27.1.09

Na ponta dos pés


Uma última pirueta, dois alongamentos e a aula acabou. Para ela não. Depois do suor e dos insultos, depois das cãimbras e feridas nos pés, depois das quedas e nódoas negras ela fica a sós com o espelho. Nua e descalça dança ao som dos seus próprios passos enquanto o resto do mundo fuma um cigarro. Agora caiu... Já está de pé.
No mais íntimo de todos os movimentos, os seus membros moldam-se à dor que quase não sente. O corpo arqueado, as linhas perfeitas e a elegância dos gestos pueris enchem o estúdio de sustenidos e bemóis para formar uma escala desconhecida. Não há ninguém. É como se dançasse no fundo do mar: os braços envolvem a água e os pés beijam a areia; um diálogo de sensualidade entre ela e o infinito.

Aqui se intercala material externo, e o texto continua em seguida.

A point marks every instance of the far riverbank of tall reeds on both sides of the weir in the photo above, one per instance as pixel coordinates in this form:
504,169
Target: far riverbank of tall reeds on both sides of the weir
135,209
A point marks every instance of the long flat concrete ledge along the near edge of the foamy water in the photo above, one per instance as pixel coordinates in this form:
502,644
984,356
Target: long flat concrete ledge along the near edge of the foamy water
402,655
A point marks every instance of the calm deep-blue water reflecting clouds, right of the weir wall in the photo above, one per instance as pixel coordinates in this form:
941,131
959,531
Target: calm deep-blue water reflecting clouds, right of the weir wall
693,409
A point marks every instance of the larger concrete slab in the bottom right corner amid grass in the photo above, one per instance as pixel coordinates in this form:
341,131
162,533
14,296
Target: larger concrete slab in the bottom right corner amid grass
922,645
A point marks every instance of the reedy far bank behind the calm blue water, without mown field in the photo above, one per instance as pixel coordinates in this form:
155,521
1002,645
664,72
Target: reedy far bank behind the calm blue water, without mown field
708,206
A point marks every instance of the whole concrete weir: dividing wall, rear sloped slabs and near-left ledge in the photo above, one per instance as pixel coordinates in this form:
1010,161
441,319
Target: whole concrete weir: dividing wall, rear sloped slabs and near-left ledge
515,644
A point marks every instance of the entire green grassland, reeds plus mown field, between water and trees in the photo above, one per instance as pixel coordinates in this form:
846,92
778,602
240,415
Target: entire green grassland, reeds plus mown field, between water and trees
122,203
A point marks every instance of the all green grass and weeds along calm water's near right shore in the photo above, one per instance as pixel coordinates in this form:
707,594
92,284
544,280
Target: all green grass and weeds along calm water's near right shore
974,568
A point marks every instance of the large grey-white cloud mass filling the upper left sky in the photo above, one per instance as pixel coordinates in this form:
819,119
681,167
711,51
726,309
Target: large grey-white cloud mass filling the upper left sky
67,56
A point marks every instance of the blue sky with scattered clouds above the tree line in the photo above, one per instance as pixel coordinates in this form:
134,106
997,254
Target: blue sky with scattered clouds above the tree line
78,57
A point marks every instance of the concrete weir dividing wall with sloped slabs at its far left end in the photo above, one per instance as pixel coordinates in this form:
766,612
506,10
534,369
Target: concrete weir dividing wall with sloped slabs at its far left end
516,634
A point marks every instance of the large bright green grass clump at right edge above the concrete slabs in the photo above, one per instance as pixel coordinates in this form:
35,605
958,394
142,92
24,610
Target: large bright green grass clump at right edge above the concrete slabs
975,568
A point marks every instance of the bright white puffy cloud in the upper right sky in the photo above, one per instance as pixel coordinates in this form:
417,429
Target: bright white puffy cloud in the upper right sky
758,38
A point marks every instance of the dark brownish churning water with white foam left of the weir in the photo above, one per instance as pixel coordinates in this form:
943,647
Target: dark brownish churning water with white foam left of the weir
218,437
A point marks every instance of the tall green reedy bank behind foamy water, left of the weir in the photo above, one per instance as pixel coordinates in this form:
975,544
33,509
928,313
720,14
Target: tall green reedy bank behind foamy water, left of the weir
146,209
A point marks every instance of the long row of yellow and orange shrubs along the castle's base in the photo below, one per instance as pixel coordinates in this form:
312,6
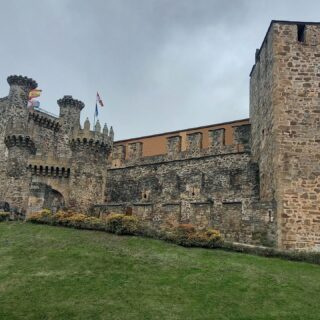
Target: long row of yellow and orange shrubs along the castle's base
184,234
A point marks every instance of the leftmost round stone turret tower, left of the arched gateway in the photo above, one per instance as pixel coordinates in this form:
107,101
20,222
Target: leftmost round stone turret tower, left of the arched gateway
16,142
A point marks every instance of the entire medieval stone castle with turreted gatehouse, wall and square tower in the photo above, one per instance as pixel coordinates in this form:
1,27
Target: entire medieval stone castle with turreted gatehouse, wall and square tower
256,180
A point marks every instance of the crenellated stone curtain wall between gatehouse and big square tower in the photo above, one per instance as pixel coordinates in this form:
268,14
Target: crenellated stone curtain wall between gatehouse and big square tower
213,187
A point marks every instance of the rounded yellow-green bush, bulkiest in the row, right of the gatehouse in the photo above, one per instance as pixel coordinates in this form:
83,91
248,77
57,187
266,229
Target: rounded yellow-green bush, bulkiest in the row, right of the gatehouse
122,224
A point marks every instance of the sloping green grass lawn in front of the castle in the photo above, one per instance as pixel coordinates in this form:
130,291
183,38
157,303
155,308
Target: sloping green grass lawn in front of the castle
58,273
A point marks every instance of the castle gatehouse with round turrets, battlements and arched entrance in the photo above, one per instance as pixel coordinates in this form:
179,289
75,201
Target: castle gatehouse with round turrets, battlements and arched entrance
49,161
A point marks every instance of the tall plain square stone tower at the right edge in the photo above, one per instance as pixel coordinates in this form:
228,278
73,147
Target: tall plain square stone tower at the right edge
285,123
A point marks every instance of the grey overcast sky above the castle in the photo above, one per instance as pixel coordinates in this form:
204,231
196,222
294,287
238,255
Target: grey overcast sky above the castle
159,65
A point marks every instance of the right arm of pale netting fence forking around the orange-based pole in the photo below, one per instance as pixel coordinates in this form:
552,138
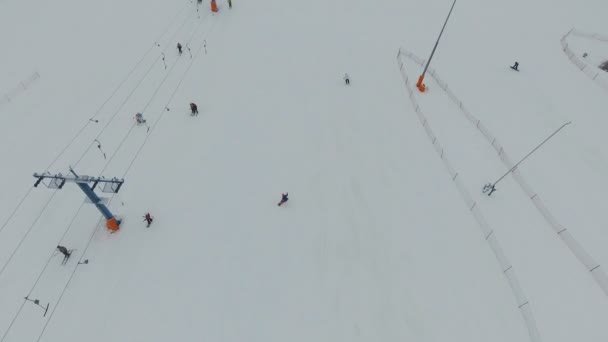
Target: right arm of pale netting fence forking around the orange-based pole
575,247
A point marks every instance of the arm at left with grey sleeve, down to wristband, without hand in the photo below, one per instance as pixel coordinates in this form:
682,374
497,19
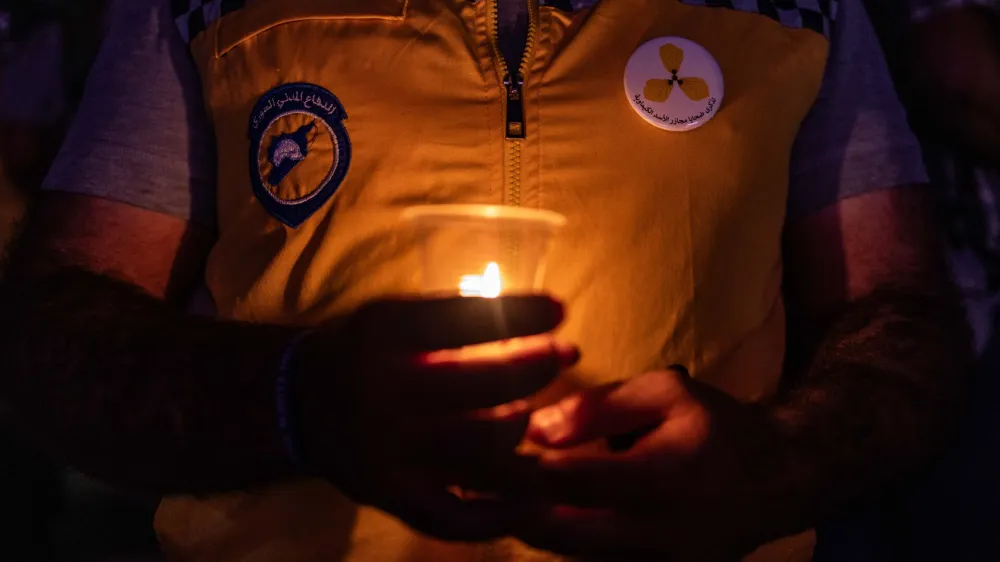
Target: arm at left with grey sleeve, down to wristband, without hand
101,366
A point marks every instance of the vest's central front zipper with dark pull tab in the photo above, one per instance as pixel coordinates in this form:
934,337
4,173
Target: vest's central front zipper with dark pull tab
513,89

O tempo passa, os músculos morrem e ela deixa de poder dançar. Mas ainda é bailarina. Lá fora, os cigarros apagam-se. E eles acendem outro.

20.1.09

Turistas de armário


Devagar, bem devagarinho, caminho nos nós dos dedos, não vá ele ouvir-me. A cada passo, a madeira chora o peso dos meus pés e eu rezo para que ele ainda esteja a dormir. Estico o braço para abrir a porta, "É agora. Não sejas cobarde. Um, dois três!". Nada. Espreito entre as fendas dos dedos que escondem o meu olhar marcado, de quem não dorme por terror. Não há sinal dele. Sinto um martelar compulsivo e regular no peito enquanto vasculho por vestígios da sua estadia. Nem uma dedada. O monstro do armário não me veio visitar hoje. O meu peito liberta-se, assim, de três quilos e meio. Lágrimas de alívio escapam-me e molham os meus lábios quentes. Dou por mim na janela a gritar que estou livre.
Festa despropositada. Se calhar, o monstro foi só lanchar.

7.1.09

Um dia destes...

Um dia destes vou amar-te.
Vou despir-me de tudo o que é meu, para que meu sejas só tu.
Vou deixar que o recôndito mais profundo do meu coração se alimente de ti, só de ti.
Vou viver numa verdadeira quimera de sonhos e fantasia.
Vou permitir-me chorar por ti.
Vou andar contigo de mãos dadas pela Lua.
Vou segredar-te a história da Carochinha até adormeceres.
Vou lançar-me de uma montanha só para te ouvir gritar "Não! Não vás! Eu AMO-TE!".
Vou adormecer no teu peito nú.
Vou pagar ao melhor perfumista para que isole num frasco o teu cheiro.
Vou beijar-te debaixo de uma tempestade tropical.
Vou ser feliz.
Chama-me louca.
Um dia destes chamo-te mentiroso.

5.1.09

Mergulho ao fim da tarde


Foi como mergulhar. Fácil, instintivo. Eras a água: doce, transparente e envolvias-me com toda a imensidão gélida do teu corpo. No início, o choque foi aterrador. Fez-me tremer. Queria fugir. Mas depois de me habituar, era lá fora que o espaço parecia frio e inóspito. Estava-se tão bem a flutuar nas tuas palavras que desejei poder entornar um pouco de ti numa garrafinha para te levar sempre comigo e beber de ti quando bem me apetecesse. Mas não te queria deformar, não. Então fui-me embrulhar numa toalha. À noite, nos lençóis. Nos meus cabelos, nos meus braços, embrulhei-me no ar mas, oh, estava sozinha outra vez. Estou sempre sozinha. Contigo também estava sozinha. Mas era bom, afogavas este meu medo. Agora que me fui do teu abraço, ele renasceu. Mais forte que nunca.